A full-scale critique of political liberalism is not really possible here, as should be evident. Nevertheless, I will continue with an abbreviated version of this as applied to life in the metaphorical mansion we all find ourselves running around in, the Crystal Palace. One of the problems that surfaces in looking at things from the Benthamite perspective is the whole issue of objectivity. A critique of liberalism and a critique of objectivity are as two sides of the same coin. All attempts at objectivity, and one must make them, subject to certain limitations, are conditioned by what Max Weber called ‘value relevance’–objectivity can only be approximated, due to the writer’s specific cultural orientation and dispositional dynamics. Since this state of affairs threatens to infect any attempt at accuracy with a crucial degree of incoherence, one must have as thorough an understanding as possible of one’s place in the history of ideas. I find Wilhelm Dilthey’s distinction between Naturwissenschaft and Geisteswissenschaft a good starting point for taking the plunge into our current cultural maelstrom. In this reading, Naturwissenschaft, the orientation of traditional “objective” science, an outer-world orientation, founded in empiricist observation, is contrasted with Geisteswissenschaft, which proceeds from a subjective one. To undertake a deep understanding of this distinction, one must examine such efforts as Edmund Husserl’s phenomenology, which insists on what he calls an “egological” perspective, which takes Descartes’ radical doubt as its starting point. What is indubitable? Only my own experiential matrix. The outer world is bracketed off, the infamous epoché, as not provable, what Ralph Barton Perry calls the “egocentric predicament”, the inescapable datum of the human condition as expressed in the formulation that “I cannot experience your experience”. Husserl’s idea of the transcendental ego is an attempt to inventory what is common to any possible egological perspective, and as such approaches something that might validly be termed an “objective” perspective, operating wholly within the egological domain. This seeming conundrum in establishing something that could validly be called scientific reasoning, without giving short shrift to individual experience, is what we are up against.

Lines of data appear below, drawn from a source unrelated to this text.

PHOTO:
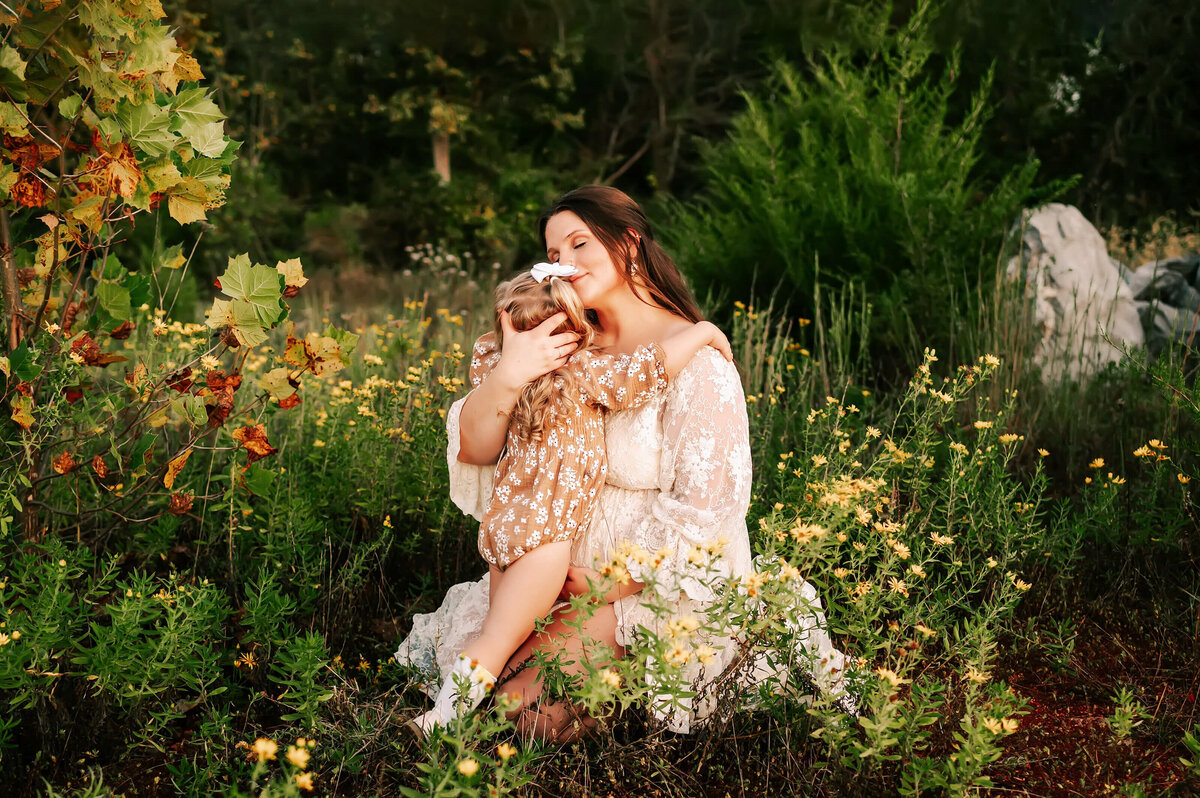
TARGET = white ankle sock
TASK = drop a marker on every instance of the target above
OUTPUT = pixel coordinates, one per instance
(451, 702)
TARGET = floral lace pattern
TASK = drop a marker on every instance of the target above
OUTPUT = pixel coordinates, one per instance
(678, 478)
(545, 491)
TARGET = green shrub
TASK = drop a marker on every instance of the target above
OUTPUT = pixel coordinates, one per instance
(855, 161)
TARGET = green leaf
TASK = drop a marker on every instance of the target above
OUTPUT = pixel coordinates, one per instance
(12, 119)
(111, 130)
(193, 411)
(70, 106)
(22, 364)
(258, 480)
(192, 111)
(346, 341)
(147, 127)
(141, 455)
(239, 316)
(209, 139)
(115, 300)
(12, 72)
(259, 285)
(141, 288)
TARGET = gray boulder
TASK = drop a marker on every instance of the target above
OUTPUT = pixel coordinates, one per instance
(1078, 293)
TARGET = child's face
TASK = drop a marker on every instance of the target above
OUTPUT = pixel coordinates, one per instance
(569, 241)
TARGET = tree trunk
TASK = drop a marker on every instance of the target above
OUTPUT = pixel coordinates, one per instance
(442, 155)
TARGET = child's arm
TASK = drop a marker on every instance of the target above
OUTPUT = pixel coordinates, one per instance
(681, 347)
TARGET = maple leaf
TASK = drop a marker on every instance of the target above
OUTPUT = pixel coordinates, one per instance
(240, 317)
(22, 411)
(293, 276)
(174, 467)
(180, 381)
(123, 331)
(258, 285)
(253, 439)
(65, 463)
(279, 383)
(179, 503)
(87, 348)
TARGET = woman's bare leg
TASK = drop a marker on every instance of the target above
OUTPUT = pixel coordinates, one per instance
(526, 592)
(557, 721)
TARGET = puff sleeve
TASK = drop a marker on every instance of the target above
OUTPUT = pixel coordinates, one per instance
(471, 486)
(703, 479)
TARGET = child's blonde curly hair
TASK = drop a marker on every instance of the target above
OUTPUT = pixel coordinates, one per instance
(528, 304)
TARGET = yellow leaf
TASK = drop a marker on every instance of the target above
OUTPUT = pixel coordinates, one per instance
(277, 383)
(22, 411)
(174, 467)
(293, 273)
(185, 209)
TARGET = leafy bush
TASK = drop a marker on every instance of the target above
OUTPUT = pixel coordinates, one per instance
(855, 162)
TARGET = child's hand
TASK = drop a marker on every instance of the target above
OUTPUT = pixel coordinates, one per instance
(577, 582)
(527, 355)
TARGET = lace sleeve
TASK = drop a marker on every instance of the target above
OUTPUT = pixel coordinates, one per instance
(703, 477)
(621, 382)
(471, 486)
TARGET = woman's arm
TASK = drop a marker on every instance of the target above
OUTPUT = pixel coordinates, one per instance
(526, 355)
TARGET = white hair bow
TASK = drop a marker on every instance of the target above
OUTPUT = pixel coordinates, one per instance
(543, 270)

So, then, Geisteswissenschaft, for those who wish to effectively address this devil we are now confronting, control of the human mind by a sort of addiction, resulting, in its fully developed form, to real enslavement to mechanistic protocols, ending the development of the humanistic project of universal self-realization, must form the foundation of our project. It is the viewpoint characterized by the privileging of Naturwissenschaft that constitutes this grave threat, as embodied in those who, for example, pursued engineering or computer science degrees without giving much attention to the humanities, philosophy, art, music. (Ultimately this whole quarrel, reaching back to the time of Plato and before, is one, not between philosophy and science, but between poetry and science. This implies that philosophy, and related branches of knowledge such as sociology, are themselves “infected” with the spirit of Naturwissenschaften, thus complicating our inquiry.)
Objectivity from within the egological perspective. And so, this approximation of objectivity must entail respecting the logical criteria of clarity, consistency, and coherence within its own terms of reference. This could theoretically still be done, from within the paradigm of Giesteswissenschaften, perhaps?